This past weekend I attended my 25th High School Reunion. Part of me really wanted to see how everyone was doing, what they were doing but another part of me wanted to get an idea of how people had changed, not physically (which matters so very little), but mentally...in their attitudes towards fellow students.
Overall I had a good time but I was very disappointed in a few people who never outgrew the puerile behavior of those high school days...by ones 40's it really is inexcusable and it says SO much about people.
After picking up lunch for my son and I at Pierre LaFond Market, my best friend, her husband, my son and I met at Manning Park for the "Family Day" picnic and walked in together. I was completely under the weather and certainly wasn't my shiniest self but I really wanted to be there and have a good time.
As we came into the event site my son quickly headed over to the bouncy castle they'd set up (Thank you!) and spent most of the rest of the event time there. We introduced ourselves to the gals (fellow classmates) who'd arrived around the time we did (or earlier) and sat ourselves at a central table nearest the west side of the park, close to where people were entering.
Since I wasn't feeling my best I tried to rest a little and eat a little something before meeting/or re-meeting the others.
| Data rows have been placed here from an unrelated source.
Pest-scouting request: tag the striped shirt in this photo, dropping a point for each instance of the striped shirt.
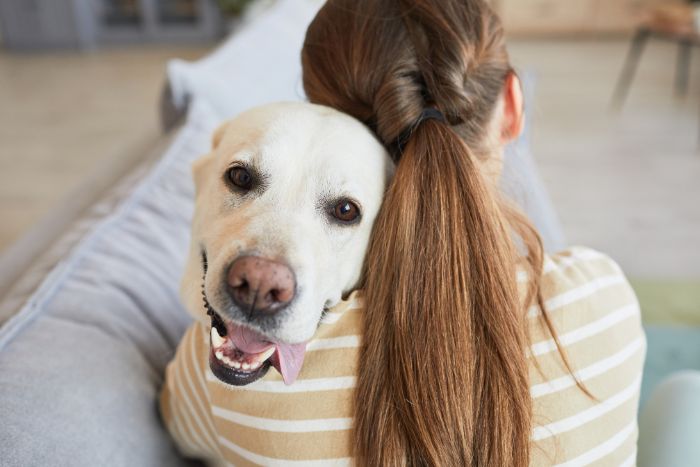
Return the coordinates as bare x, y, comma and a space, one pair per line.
594, 311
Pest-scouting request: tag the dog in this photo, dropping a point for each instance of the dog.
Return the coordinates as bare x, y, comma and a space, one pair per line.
284, 207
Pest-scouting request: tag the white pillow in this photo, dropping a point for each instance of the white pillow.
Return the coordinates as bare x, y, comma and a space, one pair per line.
259, 64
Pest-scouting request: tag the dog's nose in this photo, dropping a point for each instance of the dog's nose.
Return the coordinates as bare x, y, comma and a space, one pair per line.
260, 285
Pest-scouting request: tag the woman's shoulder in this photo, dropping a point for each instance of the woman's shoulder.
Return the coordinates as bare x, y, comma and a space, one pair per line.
594, 311
580, 272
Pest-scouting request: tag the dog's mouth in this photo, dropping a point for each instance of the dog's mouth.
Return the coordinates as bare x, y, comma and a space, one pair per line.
240, 356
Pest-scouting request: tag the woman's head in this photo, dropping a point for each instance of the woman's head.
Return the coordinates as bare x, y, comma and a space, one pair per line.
443, 378
383, 63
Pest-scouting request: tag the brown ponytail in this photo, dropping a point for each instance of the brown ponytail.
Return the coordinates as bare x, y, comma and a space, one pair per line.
443, 375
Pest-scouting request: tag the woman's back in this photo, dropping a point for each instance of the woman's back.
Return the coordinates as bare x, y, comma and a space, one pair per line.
594, 312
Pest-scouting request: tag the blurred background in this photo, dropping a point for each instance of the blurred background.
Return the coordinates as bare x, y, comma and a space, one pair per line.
614, 108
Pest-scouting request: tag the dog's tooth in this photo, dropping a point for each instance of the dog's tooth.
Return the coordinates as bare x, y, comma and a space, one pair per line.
216, 339
267, 354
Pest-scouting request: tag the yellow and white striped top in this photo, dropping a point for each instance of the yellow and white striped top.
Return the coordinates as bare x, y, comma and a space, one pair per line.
308, 423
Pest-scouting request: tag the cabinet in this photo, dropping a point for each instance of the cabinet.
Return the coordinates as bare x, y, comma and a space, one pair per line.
575, 17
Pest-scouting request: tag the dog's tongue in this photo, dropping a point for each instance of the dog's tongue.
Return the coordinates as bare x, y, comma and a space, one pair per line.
287, 359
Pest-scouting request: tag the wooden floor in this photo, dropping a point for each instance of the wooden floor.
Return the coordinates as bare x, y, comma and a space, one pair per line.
625, 183
63, 115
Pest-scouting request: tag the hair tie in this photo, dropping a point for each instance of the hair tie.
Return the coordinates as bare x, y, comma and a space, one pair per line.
427, 114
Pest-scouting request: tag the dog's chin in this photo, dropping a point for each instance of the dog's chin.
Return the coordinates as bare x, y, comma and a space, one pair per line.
235, 376
232, 365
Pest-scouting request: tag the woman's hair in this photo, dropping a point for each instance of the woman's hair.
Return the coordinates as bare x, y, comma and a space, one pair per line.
443, 373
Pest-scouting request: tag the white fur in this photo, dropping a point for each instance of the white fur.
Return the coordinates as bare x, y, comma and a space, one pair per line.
308, 155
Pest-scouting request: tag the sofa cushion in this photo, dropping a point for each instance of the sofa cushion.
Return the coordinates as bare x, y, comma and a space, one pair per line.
82, 362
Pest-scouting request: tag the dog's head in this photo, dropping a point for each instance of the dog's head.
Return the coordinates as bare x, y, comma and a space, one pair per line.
285, 203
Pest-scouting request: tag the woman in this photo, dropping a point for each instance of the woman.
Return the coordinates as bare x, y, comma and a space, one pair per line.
454, 369
470, 335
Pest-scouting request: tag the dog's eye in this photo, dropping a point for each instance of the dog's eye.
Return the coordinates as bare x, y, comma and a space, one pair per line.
346, 211
240, 178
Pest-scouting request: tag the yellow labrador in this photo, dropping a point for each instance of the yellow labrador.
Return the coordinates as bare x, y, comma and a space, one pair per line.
285, 203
I then chatted with a few people and a few people came up to where we were seated and chatted with us for a little while. I have nothing but kudos for those persons. There were, however, a select few who, echoing their high school selves, couldn't bring themselves to anything but a slightly forced "hello" or nothing at all.
I felt considerably better (though still a wee bit blah) for the dinner portion of our reunion that evening but I didn't gain my momentum until after a little food and a Margarita, the first in a long, long while. The dinner was held at El Paseo Restaurant in Santa Barbara, it has a long and varied history but remains one of the loveliest restaurants in the area, it's virtual plein air atmosphere lends to it's rustic beauty and history. Can't say much for the food or service but they do serve a delicious Margarita.
I picked a table where one of our yearbooks had been placed (5-7 tables had such), again close to where we could see people coming into the restaurant. Again, the people who had been nice in high school were nice at dinner but time and time again people (beyond those who were at the picnic) would sit down and realize it wasn't the "IT" table and would leave to go somewhere else...in FACT the two seats across from my friends and the seat next to me were empty the entire evening...every single other seat for our reunion was taken...every last one except those three.
I didn't want to leave my friends too much as the only reason they were there (my best friend was a fellow '82 graduate) was because I wanted to go. My friends weren't feeling their best either so didn't get up much and didn't want to participate much...which, of course, doesn't help to draw people in.
This was, unfortunately, far too much like high school and only proved to us that no matter how much time passes, and how different one may from their high school self, other people still have their preconceived prejudices and never mature correctly.
I can almost guarantee that the people who were treated like crap in high school by a small to
fair portion of students (like ones mentioned above) never think to attend reunions because they feel in their gut that these events have a reputation for attracting people who were in the upper echelons of the high school hierarchy.
I, for one, thought this a partial myth and was only too happy to prove it completely wrong. Much to my disappointment the myth is mostly true.
To be fair a small portion of people who'd been nice in the past were nice presently but these were people who we knew would be that way, they were mature young people back then and they grew into mature adults. Then there were people who weren't the best in HS but, at the very least, made an effort this go around. But the same people who were cruel and super click-y in high school were the same ones who made no effort what-so-ever to be genial to anyone but their close friends from HS or those students who went on to become well-known, etc.
So, either they feel so bad about the way they treated us in high school that they couldn't bring themselves to face us or they had absolutely no clue who we were (which would be so very difficult to believe considering how much they called us names/tormented us/ridiculed us) OR they simply continued to be as puerile as they were 25 years ago.
For the people who just couldn't get past their puerility...how very sad, your children will likely grow up like you and treat their classmates and others the same as you treated some of yours...perpetuating a long-held tradition of picking on those different than yourselves.
For those who were all about reuniting in friendship, YAY!! Super Kudos ladies and gentlemen, you've matured into productive and healthy adults and a pat on your parents' backs for raising you properly!! You guys and gals RULE!